When
 it comes to the three-year old civil war in Syria, everyone knows how 
complicated the opposition front is. But in terms of the regime forces, 
there is only one personality that counts:  Assad. So will the fighting 
in Syria end if Assad goes?
 Subconsciously
 simplifying matters that are hard to understand and making 
generalizations is part of human nature. Generalizations may gradually 
become a fog that shrouds the truth. We see a similar example with the 
Syrian forces. The instances we have seen since the start of the search 
for democracy known as the Arab Spring have given many people the 
impression a similar path will be taken in all countries. However, the 
Bin Ali regime in Tunisia, the Mubarak regime in Egypt, the Salih regime
 in Yemen and the Gaddafi regime in Libya all had one thing in common; 
those regimes were systems in which the state was run by the initiative 
of a single dictator, and change was possible the moment that dictator 
was either overthrown or agreed to step down.
 The
 Syrian regime, however, has for decades had a different nature. The 
Syrian regime is based on the Ba’ath ideology that has a much wider 
influence and there is a substantial constituency among minorities 
resisting the decline  of the Ba’ath ideology both inside and outside 
Syria. Militant leftist guerrilla groups, Ba’ath Party members and 
Middle East representatives of the Shanghai Block constantly provide 
ideological nourishment for that base. The Ba’ath ideology and the power
 of the Ba’ath base far exceed Assad’s own personal power. The Ba’ath 
Party was in charge of Syria for 20 years even before Hafez Assad’s 
30-year reign; Ba’ath networks are more powerful than all the religious 
communities and tribes in Syria. The ideology of the regime has so 
infiltrated ordinary people that it may be easily said to deeply impact 
on everything in the country. As the Shabbiha organization founded by 
Hafez Assad carries out mass murders with its about 10,000 recruits on 
the one hand, its structure also makes it easily deniable by the regime.

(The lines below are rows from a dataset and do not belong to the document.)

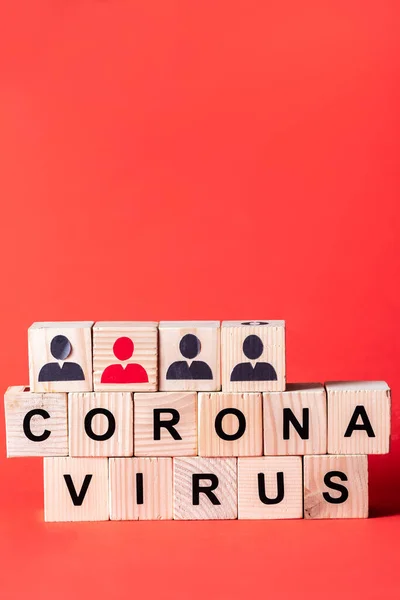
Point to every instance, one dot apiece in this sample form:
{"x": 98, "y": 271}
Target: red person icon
{"x": 132, "y": 373}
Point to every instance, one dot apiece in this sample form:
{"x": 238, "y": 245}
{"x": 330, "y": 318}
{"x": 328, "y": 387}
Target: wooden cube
{"x": 60, "y": 357}
{"x": 358, "y": 417}
{"x": 295, "y": 420}
{"x": 76, "y": 489}
{"x": 101, "y": 424}
{"x": 230, "y": 424}
{"x": 125, "y": 356}
{"x": 165, "y": 424}
{"x": 190, "y": 355}
{"x": 36, "y": 424}
{"x": 253, "y": 356}
{"x": 205, "y": 488}
{"x": 140, "y": 488}
{"x": 270, "y": 487}
{"x": 336, "y": 487}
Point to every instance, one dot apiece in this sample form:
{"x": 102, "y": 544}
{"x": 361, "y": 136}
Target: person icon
{"x": 132, "y": 373}
{"x": 189, "y": 347}
{"x": 60, "y": 348}
{"x": 261, "y": 371}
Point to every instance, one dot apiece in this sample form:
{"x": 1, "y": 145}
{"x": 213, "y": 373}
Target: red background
{"x": 162, "y": 159}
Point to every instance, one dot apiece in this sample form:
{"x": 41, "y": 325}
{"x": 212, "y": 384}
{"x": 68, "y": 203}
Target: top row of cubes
{"x": 248, "y": 356}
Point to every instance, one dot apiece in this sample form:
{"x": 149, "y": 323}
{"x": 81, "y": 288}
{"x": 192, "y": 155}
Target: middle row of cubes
{"x": 216, "y": 424}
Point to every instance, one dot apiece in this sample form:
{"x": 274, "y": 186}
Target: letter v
{"x": 77, "y": 499}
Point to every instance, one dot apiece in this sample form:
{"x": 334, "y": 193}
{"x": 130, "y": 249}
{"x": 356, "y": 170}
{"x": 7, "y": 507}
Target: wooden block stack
{"x": 137, "y": 426}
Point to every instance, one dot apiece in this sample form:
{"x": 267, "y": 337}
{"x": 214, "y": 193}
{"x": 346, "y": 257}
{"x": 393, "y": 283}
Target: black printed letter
{"x": 111, "y": 424}
{"x": 241, "y": 427}
{"x": 302, "y": 430}
{"x": 27, "y": 425}
{"x": 280, "y": 493}
{"x": 336, "y": 486}
{"x": 360, "y": 411}
{"x": 208, "y": 491}
{"x": 77, "y": 499}
{"x": 169, "y": 425}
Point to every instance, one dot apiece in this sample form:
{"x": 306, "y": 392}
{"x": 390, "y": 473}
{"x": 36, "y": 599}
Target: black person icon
{"x": 60, "y": 348}
{"x": 189, "y": 347}
{"x": 262, "y": 371}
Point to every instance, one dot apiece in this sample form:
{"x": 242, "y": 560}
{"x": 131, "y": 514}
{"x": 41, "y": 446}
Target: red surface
{"x": 177, "y": 160}
{"x": 123, "y": 348}
{"x": 131, "y": 373}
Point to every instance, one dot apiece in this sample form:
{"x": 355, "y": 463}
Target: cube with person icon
{"x": 190, "y": 356}
{"x": 125, "y": 356}
{"x": 60, "y": 356}
{"x": 253, "y": 356}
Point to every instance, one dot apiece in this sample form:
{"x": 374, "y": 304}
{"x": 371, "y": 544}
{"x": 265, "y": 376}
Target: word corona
{"x": 190, "y": 420}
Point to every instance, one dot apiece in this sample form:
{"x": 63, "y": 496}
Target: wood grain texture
{"x": 296, "y": 398}
{"x": 40, "y": 336}
{"x": 210, "y": 443}
{"x": 226, "y": 492}
{"x": 120, "y": 405}
{"x": 145, "y": 339}
{"x": 18, "y": 401}
{"x": 233, "y": 334}
{"x": 145, "y": 404}
{"x": 250, "y": 505}
{"x": 157, "y": 489}
{"x": 171, "y": 333}
{"x": 355, "y": 469}
{"x": 343, "y": 397}
{"x": 58, "y": 504}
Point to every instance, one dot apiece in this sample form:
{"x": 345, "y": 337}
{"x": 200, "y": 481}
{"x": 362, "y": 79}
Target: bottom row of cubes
{"x": 288, "y": 487}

 The struggle we are witnessing in Syria today is not one of the Syrian 
Ba’ath against the opposition, but one between the opposition and 
Russia, China and Iran, all of whom wish to keep Ba’ath ideology alive 
in a country in which innocent civilians are paying the price. 
 It
 has always been easy for dictatorships run with a single mindset to be 
overthrown in uprisings; we saw an example of this in both Nicaragua and
 El Salvador. Nicaragua, led by Anastasio Somoza, fell to uprisings in 
1979, while the same thing did not happen in neighboring El Salvador, in
 which communist foundations were not so widely spread; the ruling junta
 put up strong resistance to the opposition. More than 70,000 people 
lost their lives in the bloody 12-year civil war. When the fighting 
finally came to an end with a peace agreement signed by the government 
and the opposition in 1992, El Salvador was unrecognizable, in the same 
way that Syria is now. 
 The
 15-year long Lebanese civil war which cost some 200,000 lives is an 
example of failure to come to terms on an ideological basis and fighting
 that grew ever worse for ideological reasons: Indeed, it came to an 
end, not when the different sides came to an agreement, but with the 
American move into Beirut.
 So
 how can the Ba’ath regime that is active in many Middle Eastern Arab 
countries, with its pan-Arab ideology of forging one Arab nation out of 
the many Arab states in the region and spreading socialist ideas, 
change? Ba’athist ideology, which combines Pan-Arabism with communism, 
is based on materialist philosophy, and systematic, powerful, rational 
and faith-based activity is needed to get rid of it. The elimination of 
Ba’ath ideology, which found room to expand in the vacuum that formed in
 the wake of the collapse of the Ottoman Empire and that spread rapidly 
under colonialist regimes, requires peaceful means, not guns and 
rockets. Bashar Assad’s presence at the head of the Syrian state is 
purely symbolic. The events taking place in Syria are nothing more than 
the commands of the Syrian Ba’ath secret state being obeyed. Assad is 
arguably – and ironically - a prisoner of the Ba’ath communist secret 
state and therefore Assad simply throwing in the towel and stepping down
 will not solve the problem.
 The
 failure to attach importance to the solution that can bring about this 
definitive result is nothing short of breathtaking; it seems everyone 
involved refuses to listen to the clearest and most definitive solution 
to the turmoil that arises when looked at rationally and honestly. The 
idea of anti-communist education is one that has been put before them 
already formed, a path to a solution that is both valuable and highly 
important. It is the summit of intellectual dishonesty not to use such a
 path to a solution, to stand in the face of such a powerful idea and 
then to give the impression of seeking a solution through weak and 
failed tactics and political maneuverings.